I prayed for pixies and sure enough, I believed. Muslims say the same thing, as do Hindus, as do . Surely you don't think they're all right. In fact, at best, one of them could be right. So you already must think a majority of them, who pray and really think they are in contact with the divine, are either lying, deluded, or crazy. What reason do I have to believe that you are not an equally misled member of the majority?
"It's fine if you don't believe, but don't consider my beliefs with the likes of delusional or insane people."
No. If your beliefs are poorly reasoned and comparable to delusion or self-deceit, I will call them such. Not because I hate you, not because I hate god, but because that's simply what they are. You should have more invested in the sanity of your beliefs than me, and if you don't like my assessment - defend them. If your defense is sound, it won't matter what I say...which leads me to believe that you really don't think your defense is all that sound, otherwise you would not demand that I don't deride your position too harshly. No dice. You came here and opened your mouth, which is fine, but you don't get protection just because you demand I respect your beliefs.
Try mocking or equating my beliefs with insantiy sometime and see if I don't whip you around and rub your nose in that shit.
"I've insulted your open mindedness and
you're insulting my intelligence, beliefs, and eyesight, not to mention
twisting my words around."
I've insulted your intelligence? When? I've said your arguments are crappy, but that's not the same thing as saying you're stupid (though you seem eager to convince me of several cognitive failings on your part). For instance, Blaise Pascal was a brilliant man - but his arguments for the existence of god were down right wretched. Idiotic ideas can sometimes be found rattling around the minds of otherwise brilliant people. I would hardly be having this conversation with you if I felt you were incapable of connecting the dots - though I'm about to conclude my participation as you are doing an excellent job of convincing me otherwise.

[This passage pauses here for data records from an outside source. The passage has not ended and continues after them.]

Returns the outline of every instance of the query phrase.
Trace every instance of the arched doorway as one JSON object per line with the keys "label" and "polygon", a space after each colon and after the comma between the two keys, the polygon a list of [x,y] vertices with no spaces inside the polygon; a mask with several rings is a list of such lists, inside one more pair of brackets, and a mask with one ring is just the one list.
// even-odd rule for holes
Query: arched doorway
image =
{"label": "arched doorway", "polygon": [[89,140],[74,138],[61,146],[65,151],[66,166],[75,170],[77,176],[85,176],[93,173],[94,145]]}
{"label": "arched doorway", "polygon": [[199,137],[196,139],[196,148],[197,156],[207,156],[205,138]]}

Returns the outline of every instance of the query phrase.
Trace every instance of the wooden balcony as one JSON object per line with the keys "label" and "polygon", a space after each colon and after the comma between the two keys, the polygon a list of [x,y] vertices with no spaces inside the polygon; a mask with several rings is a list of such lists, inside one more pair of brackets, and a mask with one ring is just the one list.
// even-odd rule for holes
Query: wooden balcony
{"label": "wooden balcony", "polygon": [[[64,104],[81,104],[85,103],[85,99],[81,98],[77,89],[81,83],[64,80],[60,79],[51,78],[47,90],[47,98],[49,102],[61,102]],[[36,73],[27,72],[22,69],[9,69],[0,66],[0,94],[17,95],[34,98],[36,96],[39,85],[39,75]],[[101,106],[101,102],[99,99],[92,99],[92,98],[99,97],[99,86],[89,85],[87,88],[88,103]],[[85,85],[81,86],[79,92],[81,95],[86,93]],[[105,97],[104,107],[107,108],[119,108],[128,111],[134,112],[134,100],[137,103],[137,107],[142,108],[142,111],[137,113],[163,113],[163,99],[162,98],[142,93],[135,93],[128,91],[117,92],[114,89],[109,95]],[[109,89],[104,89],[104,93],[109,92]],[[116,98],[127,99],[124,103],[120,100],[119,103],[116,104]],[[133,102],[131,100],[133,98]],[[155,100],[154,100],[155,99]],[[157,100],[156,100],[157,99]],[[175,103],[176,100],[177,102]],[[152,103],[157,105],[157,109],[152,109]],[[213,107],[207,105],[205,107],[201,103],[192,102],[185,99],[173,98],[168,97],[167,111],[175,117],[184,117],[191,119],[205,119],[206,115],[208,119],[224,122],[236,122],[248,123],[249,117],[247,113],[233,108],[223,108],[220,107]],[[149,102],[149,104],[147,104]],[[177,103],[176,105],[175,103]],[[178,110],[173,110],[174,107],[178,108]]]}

I've insulted your beliefs? I've certainly made appraisals of them and explained, in very distinct terminology, why I feel that way.
I've insulted your eyesight? Where? Can you quote me doing this?
You, on the other hand, are making an entire argument predicated on the notion that I'm just too close-minded to accept your presumably more reasoned responses, even as I am laying out the reasons for why I disagree very specifically even though you don't seem inclined to respond to anything I've said.
Awe, you're too sweet.
If he posts a response, I'll add it.